Distinct climatic differences were evident
between the high- and low-disease periods, with hotter, wetter,
and more humid conditions associated with an increased
incidence of disease. Climatic associations, however, were not
strong, and we found significant differences mainly when we
compared the high- and low-disease periods (0-month lags) and
not the months leading up to (2-month lag) each specific
period. This may be because high and low periods occurred
during more extreme climate conditions (i.e., wet and dry
seasons) and because climate conditions outside these
parameters are more variable and not specific enough to
dramatically increase or decrease disease transmission.
The overall weak association with climate
could also be related to the quality of surveillance data,
which are inevitably flawed because of underreporting,
misdiagnosis, and misclassification. In Vietnam, adequate
diagnostic facilities are not universally available, and
detection can be difficult and may be biased to those
individuals with severe symptoms or better access to health
centers (Dalsgaard et al. 1999; Hong et al. 2003). Further,
other factors such as poor socioeconomic conditions play a role
(Fewtrell et al. 2005: Kelly-Hope et al. 2007) and are also
likely to be as important, if not more important, than climate.
This theory is supported by our analysis of outbreaks, which
found no significant climatic differences in the same months
between years with outbreaks and years without outbreaks.

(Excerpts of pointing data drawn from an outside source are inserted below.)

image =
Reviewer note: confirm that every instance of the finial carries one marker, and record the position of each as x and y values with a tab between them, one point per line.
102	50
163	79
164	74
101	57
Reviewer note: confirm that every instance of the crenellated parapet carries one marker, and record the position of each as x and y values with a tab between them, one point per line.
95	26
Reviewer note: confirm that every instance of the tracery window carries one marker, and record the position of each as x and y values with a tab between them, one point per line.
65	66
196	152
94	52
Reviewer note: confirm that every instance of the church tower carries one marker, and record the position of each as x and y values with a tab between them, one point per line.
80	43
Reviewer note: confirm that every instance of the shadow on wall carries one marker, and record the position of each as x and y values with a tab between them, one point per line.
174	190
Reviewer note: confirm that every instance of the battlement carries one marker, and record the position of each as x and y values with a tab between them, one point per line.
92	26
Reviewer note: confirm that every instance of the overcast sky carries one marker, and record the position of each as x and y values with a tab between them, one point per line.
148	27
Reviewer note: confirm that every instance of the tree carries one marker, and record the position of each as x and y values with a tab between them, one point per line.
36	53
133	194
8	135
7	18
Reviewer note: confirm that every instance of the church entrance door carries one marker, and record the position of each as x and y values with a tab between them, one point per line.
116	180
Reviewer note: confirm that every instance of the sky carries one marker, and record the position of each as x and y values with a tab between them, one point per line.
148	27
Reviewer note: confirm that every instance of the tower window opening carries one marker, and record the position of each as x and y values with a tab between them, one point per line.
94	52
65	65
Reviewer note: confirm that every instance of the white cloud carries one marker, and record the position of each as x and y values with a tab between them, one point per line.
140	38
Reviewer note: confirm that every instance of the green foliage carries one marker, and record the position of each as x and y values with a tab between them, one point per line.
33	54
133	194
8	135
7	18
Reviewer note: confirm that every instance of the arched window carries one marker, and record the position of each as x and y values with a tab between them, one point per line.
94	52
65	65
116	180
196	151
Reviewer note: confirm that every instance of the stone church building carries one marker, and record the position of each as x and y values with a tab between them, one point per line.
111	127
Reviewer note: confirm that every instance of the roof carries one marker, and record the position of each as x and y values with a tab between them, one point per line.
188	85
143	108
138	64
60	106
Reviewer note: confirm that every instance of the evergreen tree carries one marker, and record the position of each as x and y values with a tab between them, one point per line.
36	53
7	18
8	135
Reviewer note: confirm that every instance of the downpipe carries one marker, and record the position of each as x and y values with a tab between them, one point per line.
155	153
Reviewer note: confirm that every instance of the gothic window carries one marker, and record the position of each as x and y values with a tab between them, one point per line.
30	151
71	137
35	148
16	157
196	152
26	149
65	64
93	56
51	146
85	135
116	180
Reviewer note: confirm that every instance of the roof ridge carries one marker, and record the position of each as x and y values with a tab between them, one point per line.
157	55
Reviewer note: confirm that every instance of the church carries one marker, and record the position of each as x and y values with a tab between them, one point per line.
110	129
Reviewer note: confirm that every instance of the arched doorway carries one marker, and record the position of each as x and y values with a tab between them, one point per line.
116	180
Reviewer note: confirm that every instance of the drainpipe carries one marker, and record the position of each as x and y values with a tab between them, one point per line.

Using a robust method, we were able to
define statistically 4 outbreaks of shigellosis/dysentery, 14
of typhoid fever, and 8 of cholera. We found little or no
overlap between outbreaks of the three diseases within each
region, which suggests that a combination of different factors
triggered each event in each region, and that competition may
have occurred between these enteric microbes for available
hosts (Rabbani and Greenough 1999). Comparisons of climatic
factors between outbreak and non-outbreak periods indicated
that no specific or unusual climate conditions preceded any
outbreak. However, most outbreaks occurred within certain
periods and climatic parameters, with May, June, and July being
the most common outbreak months, followed by April, August,
and
September.
We acknowledge that climate is only one
aspect of a multitude of complex interactions that cause
disease. Although the role of climate is limited, we believe
that climate factors help define high- and low-risk periods
and
potentially provide some clues into the ecology and
epidemiology of these enteric diseases. It is reasonable to
expect that the different pathogens, as well as humans, respond
to seasonal changes in the environment and that some conditions
are more favorable than others for disease transmission.